I am willing to believe in my power to be healthy and full of energy.
This is more than softening…
The following technique is more than softening an affirmation. I refer to this method as massaging an affirmation. We are very gently relaxing it into our psyche so to eventually project it in our life.
So here’s my rough guideline on how to massage an affirmation:
Even though [state reality as perceived]. I connect with the part of me that sees a different possibility. I am now releasing reality as I see it presently [Breathe out as if you are clearing your system]. I am creating space for a new experience. I am willing to believe that [affirmation]. I am grateful for [affirmation].
Example: I love my job and my income is increasing exponentially!
Even though I don’t like my job. Even though no-one else is calling me in for an interview. Even though it looks bad and I’m losing hope. Even though I’m about to give up…
I connect with the part of me that knows how strong and resourceful I am. Even when I am sad, scared and vulnerable, there is a part of me that is strong and stable. I connect with that part now… [breathe in and out softly]
I am releasing the reality as I see it. It is of no use to me… [breathe out forcefully]. As I completely clear this reality, I create space for a new one. I am now connecting with a new experience…
I am willing to believe that I am stepping into a job I love [breathe in and out softly]. That job pays abundantly. Yes, I am willing to believe that I love my job and that my income is increasing.

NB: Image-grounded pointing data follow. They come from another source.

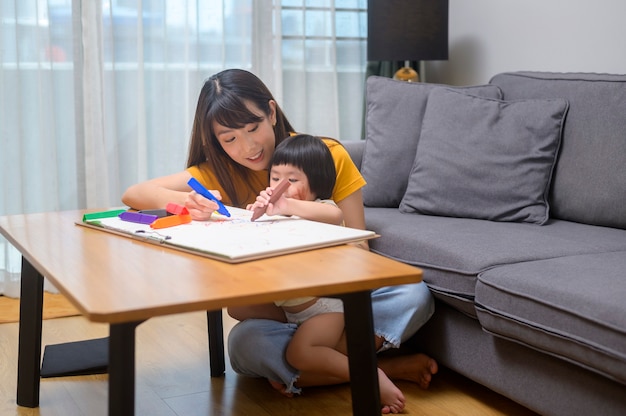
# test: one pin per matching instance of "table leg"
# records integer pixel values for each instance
(216, 342)
(122, 369)
(361, 353)
(29, 347)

I am enjoying this step up in my career. I feel great about my new income. I am so grateful for this experience!
If done right, we should feel at the end of this exercise more hopeful. Gradually, it becomes easier to state the affirmation directly, without a need to massage or soften it.
STEP 3: Think your affirmations
Some people claim ‘mirror work’ doesn’t work! As can be seen in this clip, Louise Hay explains that although we might state our affirmations three times a day in front of the mirror, we may follow it with hundreds of negative affirmations throughout the day.
For example, we could say “I love my job and I am earning a great income!” in front of the mirror every morning and evening. But in the middle of the day, at various times, our inner monologue states: “I hate this job… This stupid machine never works… I always have to chase these guys… I’m so fed up… How am I supposed to work, the phone keeps ringing… I get too many emails… I don’t have time… Four more hours to go…” When we talk to our colleagues, we may say: “My computer is too slow, it’s embarrassing in front of the clients… I’ve had such a rough day… I’m tired and it’s only Tuesday… I’m so glad I’m going home!”
When doing mirror work, it is important to think our affirmations. By this, I mean that we discipline our mind to stay centred on our positive affirmations throughout the day. At the beginning, it requires mental discipline. With time, it grows into a habit… and that’s when mirror work becomes really effective.
Once you start mirror work, you’ll never look at a mirror the same way. If you are avoiding yourself, diverting your eyes so they don’t meet your reflection, you’ll notice it. If you have a habit of not looking at yourself when you wake up, you’ll wonder why and glance at yourself… Those days when you think you don’t look good, you’ll smile to yourself. You’ll reassure yourself as you would a dear friend.
This is exactly the point of mirror work. It is to remind you to be a kind and supportive friend to yourself. So face the mirror to create an empowering self-relationship! The strength of it can be the key to living a more peaceful life.